Conta a lenda que o poderoso guerreiro, vitorioso na guerra pela qual ele havia lutado por uma década, teve grande parte de sua tripulação perdida enquanto atravessava o mar de volta para casa. Os marujos foram dizimados pelo encanto de vozes melodiosas que surgiam entre as ondas e os arrastavam ao fundo, cada vez mais fundo, até se afogarem.

Estrategista de notável saber, o guerreiro recomendou aos homens que se amarrassem aos mastros do navio com toda a força e ainda tampassem seus ouvidos para que o som não os afligisse. Mas isso não era suficiente. O canto das sereias atravessava o coração dos combatentes cansados e, embora estivessem eles atados aos mastros, se debatiam em dor e almejavam encontrar a paz na doçura da canção.

Depois de algum tempo, elas se retiraram entre as ondas.

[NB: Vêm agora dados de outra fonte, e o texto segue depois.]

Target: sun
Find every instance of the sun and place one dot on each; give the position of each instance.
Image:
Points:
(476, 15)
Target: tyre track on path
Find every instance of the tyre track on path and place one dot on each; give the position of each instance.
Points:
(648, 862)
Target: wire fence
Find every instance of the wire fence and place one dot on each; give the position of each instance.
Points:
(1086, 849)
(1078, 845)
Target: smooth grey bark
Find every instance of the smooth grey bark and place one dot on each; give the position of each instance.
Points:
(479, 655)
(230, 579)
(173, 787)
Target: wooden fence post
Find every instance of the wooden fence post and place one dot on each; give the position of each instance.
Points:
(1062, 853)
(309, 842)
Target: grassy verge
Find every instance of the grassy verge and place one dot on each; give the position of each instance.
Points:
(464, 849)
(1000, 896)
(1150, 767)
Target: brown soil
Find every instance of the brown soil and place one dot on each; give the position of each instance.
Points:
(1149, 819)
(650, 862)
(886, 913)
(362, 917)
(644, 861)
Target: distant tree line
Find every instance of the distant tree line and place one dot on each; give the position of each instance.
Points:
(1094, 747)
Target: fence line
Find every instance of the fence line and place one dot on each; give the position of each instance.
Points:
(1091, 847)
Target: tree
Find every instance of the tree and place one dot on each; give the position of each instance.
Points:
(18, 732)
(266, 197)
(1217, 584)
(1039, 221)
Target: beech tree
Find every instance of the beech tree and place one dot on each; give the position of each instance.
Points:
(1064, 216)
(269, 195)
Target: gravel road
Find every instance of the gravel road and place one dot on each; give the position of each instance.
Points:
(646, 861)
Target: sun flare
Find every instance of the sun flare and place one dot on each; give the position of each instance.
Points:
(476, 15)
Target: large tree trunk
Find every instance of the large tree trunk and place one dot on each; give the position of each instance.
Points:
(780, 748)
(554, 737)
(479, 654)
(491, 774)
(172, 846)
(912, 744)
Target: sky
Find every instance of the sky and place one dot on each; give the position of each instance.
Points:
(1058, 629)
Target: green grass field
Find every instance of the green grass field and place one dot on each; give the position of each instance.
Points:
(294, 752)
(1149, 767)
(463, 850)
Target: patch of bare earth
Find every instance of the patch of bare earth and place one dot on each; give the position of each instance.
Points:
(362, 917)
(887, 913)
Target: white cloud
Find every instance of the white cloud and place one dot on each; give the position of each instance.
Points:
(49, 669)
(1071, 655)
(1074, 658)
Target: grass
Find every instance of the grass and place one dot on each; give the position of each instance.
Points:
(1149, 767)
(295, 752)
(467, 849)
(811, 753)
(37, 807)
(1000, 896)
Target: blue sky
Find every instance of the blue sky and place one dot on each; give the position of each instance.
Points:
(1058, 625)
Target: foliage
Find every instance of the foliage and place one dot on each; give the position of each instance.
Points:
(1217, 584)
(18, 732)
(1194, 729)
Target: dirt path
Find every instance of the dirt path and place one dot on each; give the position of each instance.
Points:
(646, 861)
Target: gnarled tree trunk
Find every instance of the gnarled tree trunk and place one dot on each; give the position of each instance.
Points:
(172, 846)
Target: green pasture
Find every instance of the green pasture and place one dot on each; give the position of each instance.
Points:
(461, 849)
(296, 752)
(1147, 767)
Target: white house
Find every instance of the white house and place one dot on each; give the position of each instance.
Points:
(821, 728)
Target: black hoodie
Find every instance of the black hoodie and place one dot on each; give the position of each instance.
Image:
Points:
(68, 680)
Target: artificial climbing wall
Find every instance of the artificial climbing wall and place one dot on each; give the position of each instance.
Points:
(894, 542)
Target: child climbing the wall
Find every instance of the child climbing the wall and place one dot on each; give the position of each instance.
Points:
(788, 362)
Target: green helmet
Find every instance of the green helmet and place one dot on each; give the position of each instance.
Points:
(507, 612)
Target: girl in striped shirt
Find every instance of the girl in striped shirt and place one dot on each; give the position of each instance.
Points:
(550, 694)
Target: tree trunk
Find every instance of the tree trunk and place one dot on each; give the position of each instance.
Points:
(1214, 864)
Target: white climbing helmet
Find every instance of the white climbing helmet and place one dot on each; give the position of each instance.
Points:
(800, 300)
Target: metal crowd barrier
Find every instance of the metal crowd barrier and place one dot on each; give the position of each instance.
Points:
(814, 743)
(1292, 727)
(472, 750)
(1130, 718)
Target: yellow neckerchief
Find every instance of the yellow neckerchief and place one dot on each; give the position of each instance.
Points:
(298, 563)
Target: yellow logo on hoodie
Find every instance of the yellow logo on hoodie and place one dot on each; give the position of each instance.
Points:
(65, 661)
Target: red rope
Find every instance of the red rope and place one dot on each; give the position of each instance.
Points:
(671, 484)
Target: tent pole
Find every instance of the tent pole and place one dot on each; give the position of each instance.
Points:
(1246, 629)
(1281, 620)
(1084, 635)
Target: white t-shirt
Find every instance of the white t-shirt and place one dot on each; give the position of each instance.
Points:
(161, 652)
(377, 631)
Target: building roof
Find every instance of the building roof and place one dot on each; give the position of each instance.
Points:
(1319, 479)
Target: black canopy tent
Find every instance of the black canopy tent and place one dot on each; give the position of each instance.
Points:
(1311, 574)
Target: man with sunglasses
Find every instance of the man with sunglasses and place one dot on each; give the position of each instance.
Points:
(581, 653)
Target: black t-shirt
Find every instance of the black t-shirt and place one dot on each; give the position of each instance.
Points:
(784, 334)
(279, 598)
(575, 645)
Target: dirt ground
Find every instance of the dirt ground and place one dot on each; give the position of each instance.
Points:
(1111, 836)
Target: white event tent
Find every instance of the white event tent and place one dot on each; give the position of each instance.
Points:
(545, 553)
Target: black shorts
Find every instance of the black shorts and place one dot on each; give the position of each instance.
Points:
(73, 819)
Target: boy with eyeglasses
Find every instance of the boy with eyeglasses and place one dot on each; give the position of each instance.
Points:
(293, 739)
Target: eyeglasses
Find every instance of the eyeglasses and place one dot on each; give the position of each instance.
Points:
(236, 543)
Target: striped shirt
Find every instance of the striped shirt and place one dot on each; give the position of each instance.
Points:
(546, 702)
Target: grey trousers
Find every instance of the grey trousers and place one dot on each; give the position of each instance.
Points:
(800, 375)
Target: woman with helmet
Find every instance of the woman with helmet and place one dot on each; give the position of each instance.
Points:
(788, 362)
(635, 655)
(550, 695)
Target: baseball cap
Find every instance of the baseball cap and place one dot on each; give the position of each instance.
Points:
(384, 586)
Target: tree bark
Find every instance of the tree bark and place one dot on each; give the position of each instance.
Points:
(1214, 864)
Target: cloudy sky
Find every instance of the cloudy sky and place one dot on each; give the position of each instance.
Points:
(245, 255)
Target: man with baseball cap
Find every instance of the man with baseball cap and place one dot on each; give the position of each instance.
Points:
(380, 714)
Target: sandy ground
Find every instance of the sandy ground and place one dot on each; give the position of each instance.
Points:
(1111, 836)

Ulisses conseguiu atravessar o canto do mar e chegar a salvo em sua ilha, mas pode provar em si mesmo que havia mais poder naqueles seres da água do que seus músculos pudessem suportar, do que sua inteligência pudesse imaginar.

* No dia 2 de fevereiro na Bahia, Brasil, acontece a festa de comemoração a Iemanjá, a Rainha do Mar. As pessoas oferecem perfumes e flores para o mar pedindo proteção para a poderosa Mãe d’Água.